C’est dire s’il faut être téméraire ou totalement dénué de superstition pour endosser le nom de Charles III et poursuivre la lignée des deux infortunés rois qui portèrent le même. Nous en venons ainsi au lien que je voulais faire entre Charles III et ses prédécesseurs, Charles I et Charles II.
Charles III, un nouveau roi maudit ?
C’est tout d’abord l’impopularité de Charles III auprès des sujets du royaume Britannique. Elle n’a cessé de s’amplifier avec ses déboires matrimoniaux et la mort de l’icône de tout un pays, sinon du monde, son ancienne épouse Diana, dont on l’accuse d’en être le responsable indirect.
Puis, il faut dire que l’ombre écrasante de sa mère qui refusa, jusqu’au dernier souffle, d’abdiquer au bénéfice de son fils ne lui a pas donné beaucoup de chance, avec une usure certaine dans l’âge et la notoriété.
Enfin, les actes de son fils cadet qui ont définitivement placé l’aîné comme l’héritier préféré et souhaité du peuple Britannique.
Mais si nous voulons faire un parallèle plus étroit avec les deux autres Charles, nous dirions que Charles III est, à mon sens, face au même défi de la couronne à se maintenir en place.
Certes les républicains sont une frange très minoritaire dans le pays mais les frasques de cette famille royale ont, depuis deux décennies, reposé le questionnement du sens de la monarchie et de son coût devenu très élevé (même si réellement elle ne coûte qu’un peu plus d’un euro par an pour chaque contribuable).
La solidité de la royauté n’a tenu que par la très grande place que tenait sa mère. Son père, comme la reine mère avaient assumé une image héroïque durant la seconde guerre mondiale. En cela, ils ont joué le rôle qu’on attend du souverain dans une monarchie constitutionnelle, soit la référence de l’unité nationale, de la stabilité et de la continuité de la nation.
Rôle qu’elle a ensuite parfaitement assumé à travers le prestige britannique qu’elle a contribué à maintenir dans le monde. La royauté tenait encore solidement par ce lien affectif de reconnaissance très puissant pendant soixante-dix ans.
Je doute sincèrement que cette majorité du peuple résiste longtemps pour rejoindre les rangs de la minorité républicaine. Même si nous avons l’incarnation du contraire avec la nouvelle Première ministre qui fut républicaine auparavant.
Qu’en sera-t-il pour Charles III qui n’a absolument pas comme allié les mêmes circonstances qui ont porté si haut sa maman et qui débute avec une popularité si faible ? Subira-t-il le même sort que Charles I, soit l’établissement de la république (la mort exclue).
D’autant que l’attend la seconde malédiction, celle que nous pouvons rapprocher du malheureux Charles II. Il doit maintenant être confronté à une situation redoutable car le pays est profondément divisé après l’interminable affrontement sur le Brexit.

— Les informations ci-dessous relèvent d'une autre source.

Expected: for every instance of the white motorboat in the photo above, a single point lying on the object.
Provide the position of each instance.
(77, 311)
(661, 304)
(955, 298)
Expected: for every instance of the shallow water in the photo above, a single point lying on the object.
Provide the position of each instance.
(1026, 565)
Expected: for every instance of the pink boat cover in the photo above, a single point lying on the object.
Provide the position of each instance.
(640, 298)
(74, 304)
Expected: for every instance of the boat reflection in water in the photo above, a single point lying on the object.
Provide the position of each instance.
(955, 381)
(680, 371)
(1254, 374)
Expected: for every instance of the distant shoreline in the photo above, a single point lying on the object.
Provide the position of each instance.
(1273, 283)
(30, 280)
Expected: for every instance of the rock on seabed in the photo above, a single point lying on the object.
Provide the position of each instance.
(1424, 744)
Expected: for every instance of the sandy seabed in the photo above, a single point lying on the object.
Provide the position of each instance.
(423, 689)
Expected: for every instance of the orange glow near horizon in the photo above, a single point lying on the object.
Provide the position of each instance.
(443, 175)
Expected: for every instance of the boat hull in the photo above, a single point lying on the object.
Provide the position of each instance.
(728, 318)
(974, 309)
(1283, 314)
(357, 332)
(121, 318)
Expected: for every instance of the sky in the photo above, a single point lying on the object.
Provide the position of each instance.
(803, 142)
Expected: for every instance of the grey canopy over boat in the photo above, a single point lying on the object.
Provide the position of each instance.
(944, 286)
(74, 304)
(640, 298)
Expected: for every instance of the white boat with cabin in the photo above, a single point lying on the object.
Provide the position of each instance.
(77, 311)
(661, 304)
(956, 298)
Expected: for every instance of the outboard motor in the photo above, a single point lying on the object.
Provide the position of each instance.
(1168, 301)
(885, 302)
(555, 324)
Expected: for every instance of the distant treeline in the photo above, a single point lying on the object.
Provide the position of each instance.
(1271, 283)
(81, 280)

Les conditions économiques mondiales du moment, surtout avec les retombées de la guerre d’Ukraine, ne l’aideront pas, comme ce fut le cas de la peste et de l’incendie de Londres qui ont été sur la route de Charles II.

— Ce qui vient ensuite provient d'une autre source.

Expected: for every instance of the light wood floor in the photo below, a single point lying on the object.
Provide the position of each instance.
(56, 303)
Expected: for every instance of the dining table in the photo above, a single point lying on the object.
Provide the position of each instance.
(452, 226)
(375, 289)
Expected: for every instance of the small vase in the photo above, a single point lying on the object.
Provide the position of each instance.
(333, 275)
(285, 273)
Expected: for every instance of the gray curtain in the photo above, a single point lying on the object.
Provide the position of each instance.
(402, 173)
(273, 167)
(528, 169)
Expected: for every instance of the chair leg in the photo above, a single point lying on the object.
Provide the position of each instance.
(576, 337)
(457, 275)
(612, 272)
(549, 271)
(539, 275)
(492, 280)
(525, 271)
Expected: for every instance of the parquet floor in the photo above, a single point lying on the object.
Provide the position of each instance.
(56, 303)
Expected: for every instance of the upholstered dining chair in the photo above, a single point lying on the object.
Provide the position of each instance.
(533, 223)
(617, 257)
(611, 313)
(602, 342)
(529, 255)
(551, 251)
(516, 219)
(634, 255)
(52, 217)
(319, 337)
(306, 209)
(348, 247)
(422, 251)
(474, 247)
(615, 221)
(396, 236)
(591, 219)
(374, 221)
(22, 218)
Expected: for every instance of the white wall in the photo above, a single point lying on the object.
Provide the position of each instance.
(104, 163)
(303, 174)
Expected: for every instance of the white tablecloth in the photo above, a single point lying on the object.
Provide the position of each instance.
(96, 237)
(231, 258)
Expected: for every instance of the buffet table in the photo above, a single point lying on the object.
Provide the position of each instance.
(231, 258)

Car, de plus, le grand projet enchanteur de l’Angleterre qui justifia le Brexit n’est pas au rendez-vous. Ce traité que voulait l’Angleterre avec les Etats-Unis, alliés historique des Anglais, s’éloigne chaque jour d’avantage.
Et que dire du rêve du retour de la puissante Angleterre qui voulait retrouver sa place dans les territoires du monde dont elle pensait avoir gardé son influence. Ni les pays asiatiques, ni le Canada, ni l’Australie, pour ne citer que les plus grands, ne comptent ouvrir leurs bras aussi facilement que les partisans du Brexit ne le promettaient.
Et le principal défi qui s’annonce est celui de l’Ecosse et de l’Irlande du Nord, un risque certain pour le Royaume-Uni qui ne justifierait plus son nom. Ce pauvre Charles III ferait revivre le destin de Charles I en ce qui concerne la royauté car nul doute qu’elle en sera détruite.
Voilà donc exposé mon sentiment personnel sur le destin d’un Charles III qui risque de rejoindre le club des rois maudits d’Angleterre et qui a gardé son humour britannique de vouloir associer son nom au leur.